Prolapsus /

Incontinence Urinaire

Pathologie à la limite entre gynécologie et urologie, sa prise en charge nécessite une équipe pluridisciplinaire et hautement spécialisée. Nous vous offrons un plateau technique complet et une approche globale.

Chirurgie du Prolapsus

 

Les organes présents dans le petit bassin féminin sont maintenus grâce à un ensemble de muscles et de ligaments qui constituent le plancher pelvien. Celui-ci joue un rôle de hamac sur lequel reposent la vessie, l’utérus et le rectum.

 

On parle de prolapsus, anomalie communément appelée « descente d’organe », lorsque que ces organes ne sont plus soutenus et font saillie à des degrés divers dans le vagin ou même au-delà de la vulve si le prolapsus est extériorisé. Il peut concerner isolément ou en association la vessie (cystocèle), l’utérus (hystéroptose) et le rectum (rectocèle).

 

 

Le traitement sera alors adapté au type de Prolapsus et a son importance en tenant compte naturellement de l’âge de la patiente et de ses antécédents.

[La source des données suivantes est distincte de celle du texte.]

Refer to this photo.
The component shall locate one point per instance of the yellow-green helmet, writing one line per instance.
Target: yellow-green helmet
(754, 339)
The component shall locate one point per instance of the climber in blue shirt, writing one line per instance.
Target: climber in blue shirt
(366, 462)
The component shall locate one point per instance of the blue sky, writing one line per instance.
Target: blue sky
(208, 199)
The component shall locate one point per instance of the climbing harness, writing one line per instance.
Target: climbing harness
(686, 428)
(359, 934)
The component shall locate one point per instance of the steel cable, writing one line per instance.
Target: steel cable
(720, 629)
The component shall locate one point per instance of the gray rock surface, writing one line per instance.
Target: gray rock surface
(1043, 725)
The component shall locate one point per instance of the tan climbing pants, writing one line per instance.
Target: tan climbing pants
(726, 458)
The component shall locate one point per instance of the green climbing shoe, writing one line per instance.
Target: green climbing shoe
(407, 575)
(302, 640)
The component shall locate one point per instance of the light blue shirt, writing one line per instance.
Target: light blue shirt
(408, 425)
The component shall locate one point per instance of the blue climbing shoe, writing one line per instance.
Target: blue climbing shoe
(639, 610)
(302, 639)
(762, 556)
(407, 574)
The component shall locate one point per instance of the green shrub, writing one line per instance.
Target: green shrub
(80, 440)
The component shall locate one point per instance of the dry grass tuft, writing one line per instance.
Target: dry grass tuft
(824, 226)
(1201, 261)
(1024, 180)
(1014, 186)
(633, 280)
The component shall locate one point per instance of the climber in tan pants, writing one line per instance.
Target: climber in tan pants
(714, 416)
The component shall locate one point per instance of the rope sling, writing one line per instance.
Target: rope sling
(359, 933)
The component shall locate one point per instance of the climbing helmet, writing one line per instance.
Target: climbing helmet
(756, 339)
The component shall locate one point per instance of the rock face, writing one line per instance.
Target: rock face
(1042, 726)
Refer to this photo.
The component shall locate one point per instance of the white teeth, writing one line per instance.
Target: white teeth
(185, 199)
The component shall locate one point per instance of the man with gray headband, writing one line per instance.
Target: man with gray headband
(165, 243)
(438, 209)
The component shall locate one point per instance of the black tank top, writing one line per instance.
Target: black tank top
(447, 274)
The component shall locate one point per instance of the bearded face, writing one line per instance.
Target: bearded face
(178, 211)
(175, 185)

Il est le plus souvent nécessaire, afin de vous traiter au mieux, de faire un bilan préopératoire complet :

  • Echographie pelvienne
  • Bilan urodynamique a la recherche d’ une incontinence urinaire associée
  • Colpocystogramme parfois (radiographie dynamique des organes pelviens)

 

 

  • Pourquoi une intervention ?

 

Le prolapsus est responsable de symptômes variés. Il peut s’agir de pesanteur pelvienne, « boule » s’extériorisant à la vulve, signes urinaires, sexuels ou digestifs.

 

L’intervention proposée par votre gynécologue est un geste chirurgical dont le but est de repositionner correctement la vessie, le vagin et le rectum dans le petit bassin.

 

Ce repositionnement s’accompagne souvent d’un renforcement des moyens de soutien de ces organes par l’utilisation d’un tissu de renfort (implant prothétique) synthétique compatible avec le corps humain.

 

Enfin il peut être associé à une intervention pour traiter l’incontinence urinaire d’effort.

 

En fonction des éléments de votre dossier, il peut-être nécessaire de retirer l’utérus, en partie ou en totalité, avec ou sans les ovaires. Ceci est alors discuté avec votre chirurgien.

 

 

  • Existe-t-il d'autres options ?

 

Une rééducation est possible, mais elle n’est efficace que pour les prolapsus peu importants.

 

Le pessaire est un dispositif destiné à contenir le prolapsus et qui est placé dans le vagin. Il est souvent utilisé lorsque l’intervention n’est pas souhaitable rapidement. Son port peut être temporaire ou permanent.

 

L’intervention peut-être menée selon plusieurs voies d’abord, abdominale ou vaginale et suivant différentes techniques. Son choix vous est expliqué par votre chirurgien.

 

Le traitement de votre prolapsus n’est pas une nécessité vitale. L’absence de son traitement vous expose à l’aggravation du prolapsus jusqu’à l’extériorisation. Il peut y avoir une rétention urinaire (blocage de la vidange vésicale), une de dilatation des reins avec une insuffisance rénale et une ulcération du vagin et du col de l’utérus.

 

Néanmoins, ces complications sont rares et  c’est la gêne que vous procure le prolapsus qui doit motiver votre décision de vous faire opérer.